Sandman Movie Producer Hopes to Start Filming in 2016
"It's a really complicated adaptation."
While DC Comics are best known for their high-profile superheroes, there are plenty of darker, more unusual DC titles for potential film adaptations, many under the Vertigo banner. In June, parent company Warner made the decision to move the film development of Vertigo properties over to its subsidiary New Line Cinema, and now some news has emerged about the progress of one of the most popular Vertigo titles, Neil Gaiman's fantasy series Sandman.
David Goyer is the co-producer of the adaptation, and he spoke this week to Collider about its status. "We're just about to do a new draft," he confirmed. "We're just starting a re-write with a really fantastic writer that's coming aboard, but I can't quite announce it yet.
"I think that the Vertigo properties are a bit more quirky and off-center than kind of the mainstream superhero stuff at Warners. But I understand the decision because we're not having to fight for release dates with the Vertigo stuff like we would have been having to do over at Warner Bros.
"I feel confident that film will go into production hopefully next year."
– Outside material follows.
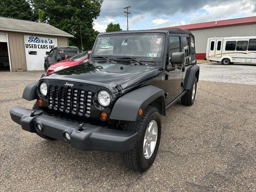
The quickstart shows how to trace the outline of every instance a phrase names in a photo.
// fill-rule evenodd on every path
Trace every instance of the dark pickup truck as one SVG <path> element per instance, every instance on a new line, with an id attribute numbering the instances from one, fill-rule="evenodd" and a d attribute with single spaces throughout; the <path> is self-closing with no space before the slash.
<path id="1" fill-rule="evenodd" d="M 52 64 L 72 57 L 81 52 L 77 47 L 60 46 L 51 50 L 48 55 L 44 57 L 44 66 L 45 71 Z"/>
Goyer is producing with Dark Knight Rises star Joseph Gordon-Levitt, who has also been tipped to star as lead character Morpheus and possibly even direct. In June, Gordon-Levitt spoke to MTV about how he and Goyer were approaching the complex source material.
"It's a really complicated adaptation because those comics, they're brilliant. But they're not written as a whole," he said. "It's not like Watchmen, which is a graphic novel that has a beginning, middle and end. To try and take [the entire Sandman series] and make it into something that's a feature film--a movie that has a beginning, middle and end--is complicated.
"It's going to be like a grand, spectacular action film, but that relies on none of those same old ordinary cliches."
The original run of Sandman lasted for 75 issues, plus one special, between 1989 and 1996. Gaiman has returned to the title a number of times since, including a novella and a six-part prequel series. The comic has won over 26 prestigious Eisner Awards, and by the end of its run was DC's most popular title, outselling the likes Batman and Superman.